Carestar

Spyglass Consulting has released a new market study on remote monitoring called, Trends in Remote Patient Monitoring. Spyglass creates great market studies that illuminate markets just as they're getting hot. It seems that so many market reports either focus on markets that are too early and undeveloped or markets that are mature and well, boring. Director, Gregg Malkary, is lucky; as a boutique consulting firm, he can select dynamic topics and do them when his report will have the greatest value for both vendors and early adoptors.

I talked with Gregg a while ago to get some of the high points from this latest study. This assessment of remote patient monitoring really highlighted for Gregg how our health care system is optimized for complex acute care rather than preventive or chronic care. Hospital frequent flyer patients (those patients who are repeatedly admitted for poorly managed chronic diseases) are one of the most expensive patient types in health care today. Gregg found that providers are most interested in applying remote monitoring to patients with congestive heart failure, diabetes, chronic obstructive pulmonary disease, and asthma.

One of the biggest barriers to broad remote patient monitoring adoption are state licensure laws. Think Kansas City, St Louis, Spokane/Coeur D'Alene, Duluth/Superior - there are lots of metro areas that straddle state lines. Without a common set of federal requirements or reciprocity (and data reporting) between states, much of the location independence provided by remote monitoring will go to waste. Pricing is another huge barrier to adoption - remote monitoring products currently run from $3,000 to $5,000, yet you can bluy a personal computer for $500. In Gregg's research most organizations felt that sub $1,000 pricing was neccessary to spur adoption. Other key barriers to adoption were connectivity to elderly patient's homes, the current lack of reimbursement, and (surprisingly) physicians who can't imagine remote monitoring as a duty on par with office visits.
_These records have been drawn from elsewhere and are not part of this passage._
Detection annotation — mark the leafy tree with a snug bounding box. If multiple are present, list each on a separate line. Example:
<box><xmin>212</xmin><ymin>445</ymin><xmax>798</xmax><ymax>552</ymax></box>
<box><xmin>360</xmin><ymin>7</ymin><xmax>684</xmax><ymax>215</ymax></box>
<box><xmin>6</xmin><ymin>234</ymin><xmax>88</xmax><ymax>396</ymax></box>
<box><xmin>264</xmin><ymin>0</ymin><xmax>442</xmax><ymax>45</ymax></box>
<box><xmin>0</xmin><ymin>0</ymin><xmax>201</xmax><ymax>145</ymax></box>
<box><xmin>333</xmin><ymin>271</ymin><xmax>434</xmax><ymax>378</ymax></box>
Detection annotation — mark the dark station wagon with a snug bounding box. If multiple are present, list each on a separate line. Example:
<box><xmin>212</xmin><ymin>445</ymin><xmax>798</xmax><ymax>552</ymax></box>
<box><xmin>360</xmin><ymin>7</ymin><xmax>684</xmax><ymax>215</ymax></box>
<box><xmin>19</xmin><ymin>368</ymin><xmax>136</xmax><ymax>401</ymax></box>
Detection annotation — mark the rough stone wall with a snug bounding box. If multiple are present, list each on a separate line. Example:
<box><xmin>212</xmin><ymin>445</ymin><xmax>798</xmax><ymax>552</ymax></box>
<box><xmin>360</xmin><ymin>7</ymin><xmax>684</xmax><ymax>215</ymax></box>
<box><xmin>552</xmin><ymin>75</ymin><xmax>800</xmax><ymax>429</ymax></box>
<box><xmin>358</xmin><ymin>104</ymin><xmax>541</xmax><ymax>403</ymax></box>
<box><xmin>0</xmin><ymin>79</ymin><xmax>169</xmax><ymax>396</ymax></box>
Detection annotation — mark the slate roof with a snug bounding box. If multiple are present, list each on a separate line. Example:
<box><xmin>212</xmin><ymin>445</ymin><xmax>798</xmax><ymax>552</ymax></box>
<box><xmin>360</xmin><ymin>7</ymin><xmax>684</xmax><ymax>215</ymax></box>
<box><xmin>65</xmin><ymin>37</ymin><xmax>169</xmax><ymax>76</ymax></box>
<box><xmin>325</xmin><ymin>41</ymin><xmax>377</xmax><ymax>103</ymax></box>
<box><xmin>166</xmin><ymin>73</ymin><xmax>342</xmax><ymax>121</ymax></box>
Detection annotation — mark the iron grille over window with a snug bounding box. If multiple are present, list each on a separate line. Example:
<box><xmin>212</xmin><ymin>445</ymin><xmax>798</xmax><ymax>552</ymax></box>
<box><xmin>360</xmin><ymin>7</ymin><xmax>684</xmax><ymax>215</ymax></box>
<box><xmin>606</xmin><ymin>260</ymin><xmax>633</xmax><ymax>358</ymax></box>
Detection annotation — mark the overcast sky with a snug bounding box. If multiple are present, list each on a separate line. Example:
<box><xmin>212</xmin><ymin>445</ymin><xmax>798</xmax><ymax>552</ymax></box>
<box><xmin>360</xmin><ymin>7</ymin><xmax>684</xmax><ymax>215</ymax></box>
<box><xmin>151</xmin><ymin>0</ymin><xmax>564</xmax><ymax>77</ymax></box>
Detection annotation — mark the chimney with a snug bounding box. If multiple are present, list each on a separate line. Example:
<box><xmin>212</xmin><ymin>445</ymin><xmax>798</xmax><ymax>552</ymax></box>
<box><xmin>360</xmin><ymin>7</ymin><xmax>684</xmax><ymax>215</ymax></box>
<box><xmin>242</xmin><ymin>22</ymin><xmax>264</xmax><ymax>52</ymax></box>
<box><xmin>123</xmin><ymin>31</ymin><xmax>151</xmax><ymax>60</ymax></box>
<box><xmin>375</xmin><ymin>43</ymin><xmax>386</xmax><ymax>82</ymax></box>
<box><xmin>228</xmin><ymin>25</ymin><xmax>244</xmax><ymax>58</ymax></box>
Here's more from a Healthcare IT News story:

Malkary expects the use of remote monitoring – especially of chronic
diseases, such as coronary heart disease and diabetes – will become
widespread over the next four to five years, especially after Medicare
adopts telemedicine as a way to provide better care and reduce costs.

“This will take place much quicker than we think,” Malkary said.

Spyglass interviewed more than 100 healthcare
organizations involved in telehealth including home health agencies,
academic medical centers, regional hospitals, government agencies and
disease management companies.

Sixty-five percent of organizations interviewed
were making limited investments in remote patient monitoring solutions
focusing on high-risk, high-cost patients with multiple chronic
diseases. Organizations are resistant to further investments until RPM
[remote patient monitoring] solutions can be proven clinically and financially effective, the study
found.

Boomers aside, the major impetus for physicians,
hospitals and home health organizations to focus on monitoring their
patients is cost. They need to keep patients out of the emergency room
and out of the hospitals.

Reimbursement for remote monitoring is slowly becoming a reality.

Among organizations using remote patient monitoring, 71 percent used
government grants to subsidize deployments, and most interviewees said
their organizations would probably not recoup money spent to install
remote patient monitoring.

Though patients like the remote monitoring systems, they are
unwilling to pay the estimated $150-per-month for them. Nor, for the
most part, are Medicare or health insurance companies willing to pay.

Extrapolating from observed results with a telehealth network
in Tennessee, Burgiss, a professor at the University of Tennessee
Graduate School of Medicine, published estimates
that remote monitoring could bring national costs of caring for
congestive heart failure patients down from $8 billion a year to $4.2
billion, including costs of providing remote monitoring.

There seems to be a fundimental disconnect between providers, payors and patients.

Though companies like Health Hero
have services that both collect information and professionals that
monitor it, patients' personal doctors are often not part of the
monitoring system.

Doctors and nurses need to be able to use the information to
help patients take better care of themselves and avoid trips to the
hospital, said Malkary.

But until the service is covered, clinicians are reluctant to
participate. Doctors usually don't get paid for interpreting data
collected remotely, but they can still get sued if they make a mistake,
said Malkary.

Pictured right is Cardiocom's Carestar chronic disease telemonitoring device.